Carthage a probablement utilisé des navires qu'ils avaient capturés aux Romains lors d'une précédente bataille navale, a déclaré Murray, qui a ajouté que les documents historiques indiquent que lors d'une bataille, qui a eu lieu plusieurs années avant la bataille des îles Égates, Carthage a capturé 93 navires romains.
Pourquoi il y a tant de casques Montefortino est un peu mystérieux. Une explication est que les Carthaginois ont engagé des mercenaires de la Gaule et de la péninsule ibérique et les ont utilisés pour équiper bon nombre de leurs navires dans la flotte, a déclaré Murray. Les soldats de ces régions utilisaient parfois des casques Montefortino.
Les marins de Carthage ont-ils largué des cargaisons par-dessus bord?
Ils ont également trouvé plusieurs amphores - un type de pot souvent utilisé pour stocker des liquides - dispersées autour des restes des navires romains. C'est étrange, car tous les pots tombés lors de leur stockage dans un navire auraient dû être regroupés, a déclaré Murray.

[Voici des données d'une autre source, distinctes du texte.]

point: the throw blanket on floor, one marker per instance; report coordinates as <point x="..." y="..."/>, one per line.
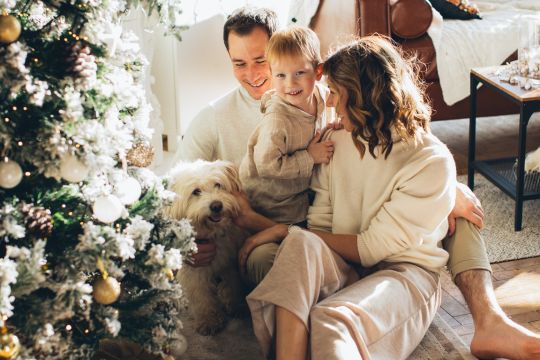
<point x="461" y="45"/>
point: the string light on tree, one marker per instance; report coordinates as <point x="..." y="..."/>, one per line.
<point x="107" y="208"/>
<point x="9" y="344"/>
<point x="10" y="173"/>
<point x="128" y="191"/>
<point x="10" y="28"/>
<point x="72" y="169"/>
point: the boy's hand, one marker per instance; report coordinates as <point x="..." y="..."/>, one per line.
<point x="335" y="125"/>
<point x="320" y="151"/>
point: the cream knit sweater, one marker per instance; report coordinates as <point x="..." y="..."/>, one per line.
<point x="398" y="206"/>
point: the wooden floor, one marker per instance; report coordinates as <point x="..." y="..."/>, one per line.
<point x="517" y="283"/>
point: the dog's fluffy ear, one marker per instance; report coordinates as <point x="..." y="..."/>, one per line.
<point x="230" y="170"/>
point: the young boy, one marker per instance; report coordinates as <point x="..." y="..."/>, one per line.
<point x="285" y="146"/>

"C'est comme s'ils avaient été largués dans la mer, et ils se sont séparés les uns des autres et ont ensuite coulé au fond de la mer", a déclaré Murray. Une explication possible est qu'à un moment donné de la bataille, les marins carthaginois se sont rendu compte que leur mission n'allait pas réussir et ont largué la cargaison (fournitures destinées à l'armée carthaginoise en Sicile) dans le but de rendre leurs navires plus légers et plus rapides, ce qui rend il leur était plus facile de fuir la flotte romaine, a expliqué Murray.
Gaspillage de nourriture
En plus d'être largement dispersée, "aucune des amphores n'est recouverte d'une substance semblable à du goudron" qui empêche le liquide de s'évaporer pendant son stockage, a déclaré Murray. Cela signifie que tous les liquides à l'intérieur se seraient évaporés en partie au moment où les pots auraient atteint la Sicile. Par conséquent, même si la flotte carthaginoise avait atteint la Sicile, une partie de la cargaison aurait été perdue. Bien que les amphores puissent également être utilisées pour stocker le grain, les anciennes représentations de cargaisons enlevées des navires indiquent que le grain était plus souvent mis dans des sacs, a-t-il déclaré.

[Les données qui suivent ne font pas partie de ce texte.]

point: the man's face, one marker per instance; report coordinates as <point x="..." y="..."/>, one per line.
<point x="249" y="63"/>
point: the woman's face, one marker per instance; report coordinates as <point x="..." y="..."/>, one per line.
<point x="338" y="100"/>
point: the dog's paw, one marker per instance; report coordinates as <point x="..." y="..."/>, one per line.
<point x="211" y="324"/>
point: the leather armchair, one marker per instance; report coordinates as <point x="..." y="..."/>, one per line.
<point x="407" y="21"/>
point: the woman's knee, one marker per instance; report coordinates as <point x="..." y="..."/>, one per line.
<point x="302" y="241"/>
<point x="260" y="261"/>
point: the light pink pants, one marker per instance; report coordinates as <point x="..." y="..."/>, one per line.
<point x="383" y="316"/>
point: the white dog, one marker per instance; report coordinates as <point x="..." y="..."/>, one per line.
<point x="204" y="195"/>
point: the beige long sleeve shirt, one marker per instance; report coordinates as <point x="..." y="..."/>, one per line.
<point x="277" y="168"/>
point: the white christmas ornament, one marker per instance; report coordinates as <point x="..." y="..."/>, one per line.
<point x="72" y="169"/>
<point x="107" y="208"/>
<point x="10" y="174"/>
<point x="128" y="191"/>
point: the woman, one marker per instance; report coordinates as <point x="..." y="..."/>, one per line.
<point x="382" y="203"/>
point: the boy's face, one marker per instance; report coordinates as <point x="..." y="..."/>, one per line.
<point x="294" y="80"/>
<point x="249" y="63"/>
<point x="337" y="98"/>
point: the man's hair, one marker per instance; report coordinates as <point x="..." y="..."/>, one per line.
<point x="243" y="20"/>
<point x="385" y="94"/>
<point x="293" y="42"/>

Peut-être que les Carthaginois étaient si désespérés d'apporter des fournitures à leur armée qu'ils n'avaient pas le temps de tapisser les amphores, a déclaré Murray. Une autre possibilité, a-t-il dit, est que les Carthaginois n'avaient pas de sacs disponibles et ont décidé d'utiliser des amphores à la place pour apporter des marchandises sèches en Sicile. Selon Murray, les scientifiques sont en train d'effectuer des tests chimiques pour essayer de déterminer ce que contenaient les conteneurs.

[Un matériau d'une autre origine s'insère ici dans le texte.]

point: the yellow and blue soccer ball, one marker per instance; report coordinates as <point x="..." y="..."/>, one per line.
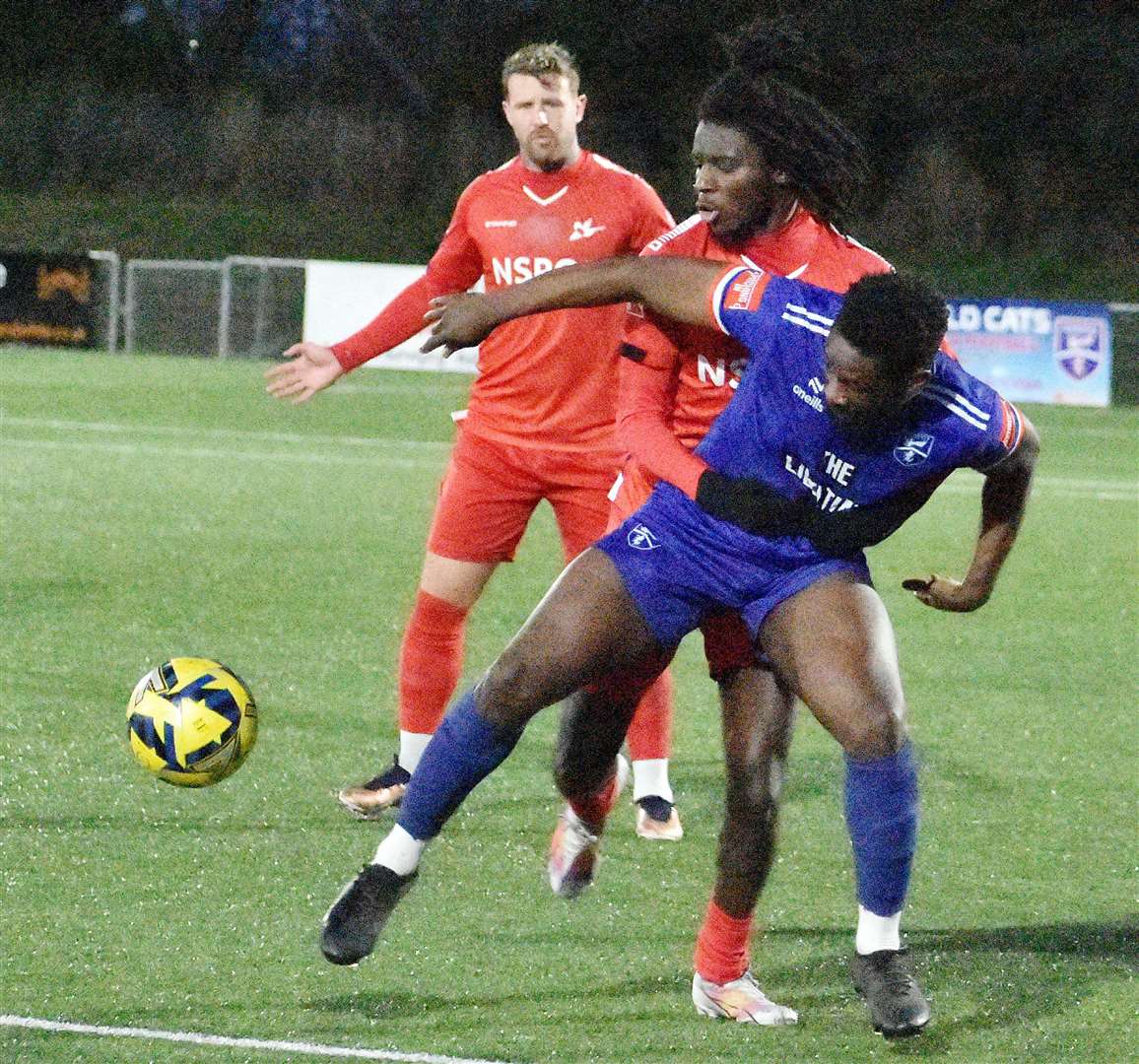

Murray et d'autres membres de l'équipe ont présenté leurs conclusions dans un document présenté à la réunion annuelle conjointe de l'Institut archéologique d'Amérique et de la Society for Classical Studies qui s'est tenue à San Diego du 3 au 6 janvier. Le projet de prospection et d'excavation des fonds sous-marins Le site est mené conjointement par la Soprintendenza del Mare sicilienne et la Fondation nautique RPM et implique des scientifiques de plusieurs autres institutions. Une autre saison sur le terrain est prévue pour 2019.